At this year's Breakthrough Discuss conference, astrophysicist Martin Rees also expressed the same hope that AI might help find "the wisdom that transcends humanity, just as our intelligence transcends cosmids."

First contact

If we have an alien bacterium, what speculation can we make about its intelligence? One of the big challenges for SETI is that we don't know the limits of life or intelligence, so we need to be open to all the different possibilities. ?

Wisdom may occur in the atmosphere or geology of the planetary scale, or as an astrophysics phenomenon. For example, the largest organism on Earth may be a fungus called Armillaria ostoyae in the Blue Mountains of eastern Oregon that extends 10 square kilometers and has a life span between 2000 and 9000. .
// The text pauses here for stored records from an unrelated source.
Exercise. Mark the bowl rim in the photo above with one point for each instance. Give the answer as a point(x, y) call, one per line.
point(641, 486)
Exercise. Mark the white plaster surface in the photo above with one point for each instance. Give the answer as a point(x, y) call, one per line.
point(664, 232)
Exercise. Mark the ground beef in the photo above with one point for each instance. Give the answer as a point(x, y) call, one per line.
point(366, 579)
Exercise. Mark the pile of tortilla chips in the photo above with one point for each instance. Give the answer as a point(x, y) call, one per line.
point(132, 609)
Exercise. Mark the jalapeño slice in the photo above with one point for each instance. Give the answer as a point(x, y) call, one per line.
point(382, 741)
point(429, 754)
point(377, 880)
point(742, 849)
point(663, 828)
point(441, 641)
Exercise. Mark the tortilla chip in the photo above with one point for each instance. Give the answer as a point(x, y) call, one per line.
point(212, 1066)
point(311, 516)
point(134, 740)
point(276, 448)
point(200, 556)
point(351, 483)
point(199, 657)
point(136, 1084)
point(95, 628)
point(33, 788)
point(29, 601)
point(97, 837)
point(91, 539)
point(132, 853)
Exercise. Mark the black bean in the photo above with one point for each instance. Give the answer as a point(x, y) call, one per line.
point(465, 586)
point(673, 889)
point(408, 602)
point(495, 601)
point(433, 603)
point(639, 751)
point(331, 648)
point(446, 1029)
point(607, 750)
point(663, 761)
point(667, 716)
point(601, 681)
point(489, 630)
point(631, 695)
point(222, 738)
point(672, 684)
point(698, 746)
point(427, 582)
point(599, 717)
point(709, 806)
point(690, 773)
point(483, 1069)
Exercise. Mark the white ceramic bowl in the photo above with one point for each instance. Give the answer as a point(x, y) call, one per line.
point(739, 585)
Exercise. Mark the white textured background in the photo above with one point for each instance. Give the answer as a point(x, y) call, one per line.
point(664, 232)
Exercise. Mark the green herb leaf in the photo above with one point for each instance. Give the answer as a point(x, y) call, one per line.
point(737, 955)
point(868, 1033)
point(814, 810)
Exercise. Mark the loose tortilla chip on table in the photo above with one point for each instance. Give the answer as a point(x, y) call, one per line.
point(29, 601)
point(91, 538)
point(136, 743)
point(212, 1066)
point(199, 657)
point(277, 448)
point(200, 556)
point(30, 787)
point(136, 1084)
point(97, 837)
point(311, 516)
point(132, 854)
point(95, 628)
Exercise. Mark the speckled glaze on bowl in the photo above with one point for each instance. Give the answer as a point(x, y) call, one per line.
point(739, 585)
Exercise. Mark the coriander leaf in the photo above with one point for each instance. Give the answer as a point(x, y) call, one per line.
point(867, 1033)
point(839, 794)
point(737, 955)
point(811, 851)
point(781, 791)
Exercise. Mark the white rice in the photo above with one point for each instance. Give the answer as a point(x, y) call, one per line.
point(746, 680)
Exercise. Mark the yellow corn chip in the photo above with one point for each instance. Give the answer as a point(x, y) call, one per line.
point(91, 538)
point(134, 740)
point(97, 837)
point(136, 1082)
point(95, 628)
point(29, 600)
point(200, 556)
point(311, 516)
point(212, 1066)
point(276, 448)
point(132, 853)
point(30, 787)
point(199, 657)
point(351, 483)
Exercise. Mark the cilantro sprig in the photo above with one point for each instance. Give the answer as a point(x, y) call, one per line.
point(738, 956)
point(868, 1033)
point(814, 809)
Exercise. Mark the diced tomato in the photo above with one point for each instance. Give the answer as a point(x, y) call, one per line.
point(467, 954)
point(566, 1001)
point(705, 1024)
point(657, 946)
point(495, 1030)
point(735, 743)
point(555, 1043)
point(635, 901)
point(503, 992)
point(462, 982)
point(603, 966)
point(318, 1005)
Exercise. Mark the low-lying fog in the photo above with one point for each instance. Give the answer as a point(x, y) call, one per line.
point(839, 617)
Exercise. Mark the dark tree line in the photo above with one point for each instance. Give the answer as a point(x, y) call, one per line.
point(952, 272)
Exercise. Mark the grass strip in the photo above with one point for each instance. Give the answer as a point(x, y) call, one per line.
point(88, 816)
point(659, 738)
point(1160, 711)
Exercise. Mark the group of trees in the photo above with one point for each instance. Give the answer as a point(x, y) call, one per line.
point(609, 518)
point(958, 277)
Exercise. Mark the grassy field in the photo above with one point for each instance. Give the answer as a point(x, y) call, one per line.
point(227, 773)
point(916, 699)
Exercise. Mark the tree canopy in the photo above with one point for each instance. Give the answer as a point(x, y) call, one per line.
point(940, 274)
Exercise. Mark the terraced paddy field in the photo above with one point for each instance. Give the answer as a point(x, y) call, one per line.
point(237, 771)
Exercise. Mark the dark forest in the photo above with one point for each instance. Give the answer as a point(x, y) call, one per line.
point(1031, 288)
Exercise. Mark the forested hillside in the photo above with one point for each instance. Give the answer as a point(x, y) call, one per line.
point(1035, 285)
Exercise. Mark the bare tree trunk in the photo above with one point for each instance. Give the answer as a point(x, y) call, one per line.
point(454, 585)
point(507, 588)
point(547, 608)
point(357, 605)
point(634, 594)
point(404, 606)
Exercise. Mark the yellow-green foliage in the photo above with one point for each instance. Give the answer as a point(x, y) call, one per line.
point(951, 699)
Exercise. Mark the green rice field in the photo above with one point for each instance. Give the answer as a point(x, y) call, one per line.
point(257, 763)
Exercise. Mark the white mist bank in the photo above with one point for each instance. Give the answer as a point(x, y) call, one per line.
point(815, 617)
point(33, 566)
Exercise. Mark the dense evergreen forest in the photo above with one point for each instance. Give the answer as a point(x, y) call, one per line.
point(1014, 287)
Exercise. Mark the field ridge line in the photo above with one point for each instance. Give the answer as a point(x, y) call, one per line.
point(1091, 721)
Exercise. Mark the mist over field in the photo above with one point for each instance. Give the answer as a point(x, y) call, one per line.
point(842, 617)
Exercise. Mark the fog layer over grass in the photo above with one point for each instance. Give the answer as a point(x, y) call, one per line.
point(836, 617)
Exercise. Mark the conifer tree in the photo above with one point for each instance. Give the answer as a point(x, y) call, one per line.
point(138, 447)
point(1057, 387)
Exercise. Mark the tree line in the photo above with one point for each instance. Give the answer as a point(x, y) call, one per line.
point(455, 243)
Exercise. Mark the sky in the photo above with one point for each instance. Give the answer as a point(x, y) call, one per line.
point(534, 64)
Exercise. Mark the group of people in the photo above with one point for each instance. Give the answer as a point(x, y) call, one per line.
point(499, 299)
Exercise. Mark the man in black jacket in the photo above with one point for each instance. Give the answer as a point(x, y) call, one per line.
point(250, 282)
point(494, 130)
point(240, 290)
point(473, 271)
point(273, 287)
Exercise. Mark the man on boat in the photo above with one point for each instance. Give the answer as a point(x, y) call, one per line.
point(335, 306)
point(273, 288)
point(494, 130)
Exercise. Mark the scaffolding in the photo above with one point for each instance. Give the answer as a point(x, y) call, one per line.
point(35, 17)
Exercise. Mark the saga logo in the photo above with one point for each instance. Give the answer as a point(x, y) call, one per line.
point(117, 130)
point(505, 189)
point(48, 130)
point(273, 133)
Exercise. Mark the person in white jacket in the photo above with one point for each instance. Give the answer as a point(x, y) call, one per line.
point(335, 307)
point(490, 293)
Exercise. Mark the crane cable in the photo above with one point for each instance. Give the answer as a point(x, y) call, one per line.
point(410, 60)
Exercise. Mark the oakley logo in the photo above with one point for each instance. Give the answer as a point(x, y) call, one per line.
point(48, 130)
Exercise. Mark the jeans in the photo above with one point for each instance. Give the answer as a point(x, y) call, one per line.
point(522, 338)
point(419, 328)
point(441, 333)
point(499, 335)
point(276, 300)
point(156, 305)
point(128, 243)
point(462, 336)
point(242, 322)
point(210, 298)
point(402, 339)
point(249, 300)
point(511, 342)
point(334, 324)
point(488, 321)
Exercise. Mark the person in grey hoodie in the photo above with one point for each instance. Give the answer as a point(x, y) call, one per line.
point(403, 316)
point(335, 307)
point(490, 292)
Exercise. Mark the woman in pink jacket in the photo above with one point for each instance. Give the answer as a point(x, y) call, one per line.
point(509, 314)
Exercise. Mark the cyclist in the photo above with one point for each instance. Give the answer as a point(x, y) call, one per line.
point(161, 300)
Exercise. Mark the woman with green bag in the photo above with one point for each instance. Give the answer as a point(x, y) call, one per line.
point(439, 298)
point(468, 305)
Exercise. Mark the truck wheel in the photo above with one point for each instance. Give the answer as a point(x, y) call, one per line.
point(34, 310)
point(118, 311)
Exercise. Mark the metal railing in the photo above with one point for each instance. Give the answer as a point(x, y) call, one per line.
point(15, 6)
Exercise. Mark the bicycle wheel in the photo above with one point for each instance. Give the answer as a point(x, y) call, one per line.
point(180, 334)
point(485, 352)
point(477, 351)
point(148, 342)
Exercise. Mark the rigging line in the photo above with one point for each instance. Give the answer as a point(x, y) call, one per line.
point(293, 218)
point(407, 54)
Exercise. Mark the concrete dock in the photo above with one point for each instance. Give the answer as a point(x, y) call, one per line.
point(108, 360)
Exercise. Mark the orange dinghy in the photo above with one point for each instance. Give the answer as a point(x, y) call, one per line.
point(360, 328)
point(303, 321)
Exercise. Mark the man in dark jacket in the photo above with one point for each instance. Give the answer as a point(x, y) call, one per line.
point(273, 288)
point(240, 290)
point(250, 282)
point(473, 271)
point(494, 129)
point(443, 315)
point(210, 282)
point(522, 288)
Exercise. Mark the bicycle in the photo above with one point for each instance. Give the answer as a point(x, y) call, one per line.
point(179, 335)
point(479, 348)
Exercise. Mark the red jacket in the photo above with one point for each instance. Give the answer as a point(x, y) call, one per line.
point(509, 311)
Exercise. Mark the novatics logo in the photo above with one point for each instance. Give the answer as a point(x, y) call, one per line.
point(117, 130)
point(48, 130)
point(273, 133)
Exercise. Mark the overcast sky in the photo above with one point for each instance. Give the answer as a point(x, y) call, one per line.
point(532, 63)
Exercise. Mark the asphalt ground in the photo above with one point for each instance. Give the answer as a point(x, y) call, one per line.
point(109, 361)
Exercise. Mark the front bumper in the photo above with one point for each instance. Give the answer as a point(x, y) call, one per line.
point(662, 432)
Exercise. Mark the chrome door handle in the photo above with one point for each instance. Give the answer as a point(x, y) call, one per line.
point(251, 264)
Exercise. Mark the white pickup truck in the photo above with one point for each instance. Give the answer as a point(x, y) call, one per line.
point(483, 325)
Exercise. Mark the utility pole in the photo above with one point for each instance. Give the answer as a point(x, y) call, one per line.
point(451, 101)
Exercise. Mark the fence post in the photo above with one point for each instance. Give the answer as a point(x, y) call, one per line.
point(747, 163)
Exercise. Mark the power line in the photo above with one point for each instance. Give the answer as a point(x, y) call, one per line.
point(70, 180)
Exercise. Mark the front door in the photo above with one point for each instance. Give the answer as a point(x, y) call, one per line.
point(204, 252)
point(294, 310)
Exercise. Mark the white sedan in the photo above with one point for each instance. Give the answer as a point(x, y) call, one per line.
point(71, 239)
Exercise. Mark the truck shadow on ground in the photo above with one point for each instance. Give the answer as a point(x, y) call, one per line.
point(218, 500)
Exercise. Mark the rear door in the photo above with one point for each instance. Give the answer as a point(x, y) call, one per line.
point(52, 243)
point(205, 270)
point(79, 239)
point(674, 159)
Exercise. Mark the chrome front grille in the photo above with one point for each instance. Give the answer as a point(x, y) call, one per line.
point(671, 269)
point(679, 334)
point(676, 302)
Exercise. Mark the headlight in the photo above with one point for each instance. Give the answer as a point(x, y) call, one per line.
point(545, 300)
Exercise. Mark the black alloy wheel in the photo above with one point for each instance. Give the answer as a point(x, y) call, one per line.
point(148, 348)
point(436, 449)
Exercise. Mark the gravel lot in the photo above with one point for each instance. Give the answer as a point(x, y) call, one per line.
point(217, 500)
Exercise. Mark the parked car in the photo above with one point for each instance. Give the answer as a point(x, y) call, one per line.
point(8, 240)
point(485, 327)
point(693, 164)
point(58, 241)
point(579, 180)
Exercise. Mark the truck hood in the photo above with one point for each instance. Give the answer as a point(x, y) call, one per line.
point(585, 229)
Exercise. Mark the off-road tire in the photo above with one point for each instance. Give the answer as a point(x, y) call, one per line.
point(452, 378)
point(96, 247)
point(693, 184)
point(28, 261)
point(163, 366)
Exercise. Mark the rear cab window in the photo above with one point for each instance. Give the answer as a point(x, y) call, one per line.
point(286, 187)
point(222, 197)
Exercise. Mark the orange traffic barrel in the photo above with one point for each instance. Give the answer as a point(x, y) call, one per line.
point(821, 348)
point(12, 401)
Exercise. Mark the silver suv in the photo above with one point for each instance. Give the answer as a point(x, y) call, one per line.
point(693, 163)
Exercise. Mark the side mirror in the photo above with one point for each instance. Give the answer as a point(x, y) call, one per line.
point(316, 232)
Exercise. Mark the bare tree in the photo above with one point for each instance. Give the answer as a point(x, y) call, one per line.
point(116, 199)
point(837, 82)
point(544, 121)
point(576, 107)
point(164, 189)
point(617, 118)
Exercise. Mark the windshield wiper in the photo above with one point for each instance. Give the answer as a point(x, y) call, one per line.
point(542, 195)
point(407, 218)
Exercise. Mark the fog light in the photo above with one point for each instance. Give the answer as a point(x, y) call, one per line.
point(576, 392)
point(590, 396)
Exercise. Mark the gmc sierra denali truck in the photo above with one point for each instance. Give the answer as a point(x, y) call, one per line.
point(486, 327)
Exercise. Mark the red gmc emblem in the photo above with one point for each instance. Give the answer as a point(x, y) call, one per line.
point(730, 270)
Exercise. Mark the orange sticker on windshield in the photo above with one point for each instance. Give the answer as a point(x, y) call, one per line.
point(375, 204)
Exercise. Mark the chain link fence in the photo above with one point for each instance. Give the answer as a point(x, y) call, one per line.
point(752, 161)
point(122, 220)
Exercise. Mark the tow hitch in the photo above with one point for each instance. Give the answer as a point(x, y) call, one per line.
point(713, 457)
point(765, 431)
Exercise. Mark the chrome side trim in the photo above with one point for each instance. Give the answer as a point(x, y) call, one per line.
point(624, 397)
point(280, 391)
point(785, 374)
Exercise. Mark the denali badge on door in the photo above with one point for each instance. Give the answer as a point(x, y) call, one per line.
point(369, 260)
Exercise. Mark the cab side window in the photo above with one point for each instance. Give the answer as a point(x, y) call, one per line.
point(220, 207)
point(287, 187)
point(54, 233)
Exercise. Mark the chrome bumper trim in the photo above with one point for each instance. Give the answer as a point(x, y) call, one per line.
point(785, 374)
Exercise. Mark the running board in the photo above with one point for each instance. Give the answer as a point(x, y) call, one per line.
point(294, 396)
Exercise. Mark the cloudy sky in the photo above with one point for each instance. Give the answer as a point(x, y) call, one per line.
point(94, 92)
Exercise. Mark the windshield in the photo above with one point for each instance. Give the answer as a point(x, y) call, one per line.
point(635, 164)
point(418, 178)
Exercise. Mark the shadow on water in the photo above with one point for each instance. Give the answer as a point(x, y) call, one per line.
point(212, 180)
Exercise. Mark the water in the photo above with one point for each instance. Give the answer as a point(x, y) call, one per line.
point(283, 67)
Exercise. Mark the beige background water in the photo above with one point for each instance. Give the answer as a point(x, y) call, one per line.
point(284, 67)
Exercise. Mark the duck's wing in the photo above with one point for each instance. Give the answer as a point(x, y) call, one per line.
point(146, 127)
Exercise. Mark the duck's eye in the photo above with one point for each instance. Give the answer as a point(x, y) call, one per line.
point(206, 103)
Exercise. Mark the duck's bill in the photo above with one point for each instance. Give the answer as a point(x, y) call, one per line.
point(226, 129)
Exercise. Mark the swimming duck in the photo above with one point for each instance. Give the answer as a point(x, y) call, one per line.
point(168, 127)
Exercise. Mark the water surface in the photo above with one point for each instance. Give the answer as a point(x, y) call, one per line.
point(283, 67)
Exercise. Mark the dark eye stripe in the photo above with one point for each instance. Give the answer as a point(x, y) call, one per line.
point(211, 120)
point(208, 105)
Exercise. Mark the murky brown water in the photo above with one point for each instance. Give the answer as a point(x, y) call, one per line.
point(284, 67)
Although this fungus may not be the intelligent life that most people think of, it reminds us to always pay attention to unexpected things when looking for life and wisdom, and what we might miss at our feet. Different perceptions of wisdom mean that understanding anything we encounter may be the first contact with a life of wisdom. This may include our first contact with Universal Artificial Intelligence (AGI), which is closer to the perceptual computer HAL 9000 or Star Trek: The Next in 2001 Space Walk (2001: A Space Odyssey) Data in Generation).

When we use machine learning to extend SETI search, we also need social science to understand how our ideas affect the future of AI and how AI will shape our future ideas.

Interdisciplinary future

To avoid the “people-centric” perspective in SETI, we need to consider how to code the difference ideas into AI and how to form the results. This is crucial for discovering and identifying intelligent life that we don't know yet. Some of the methods used in anthropology can help us identify different concepts that we are familiar with and that appear to be invisible, just as many people differ between nature and culture, biology and technology.

Recent research on algorithms reveals how our naturalization ideas shape the technology we create and how we use it. And Google's notorious AI chat bot Tay reminds us that the AI ​​we create can easily reflect the worst part of these ideas. We may never completely stop putting bias into the search engine and SETI's search strategy, or encode it into AI. But through interdisciplinary collaboration between scientists and sociologists, we can critically think about how to conceptualize differences.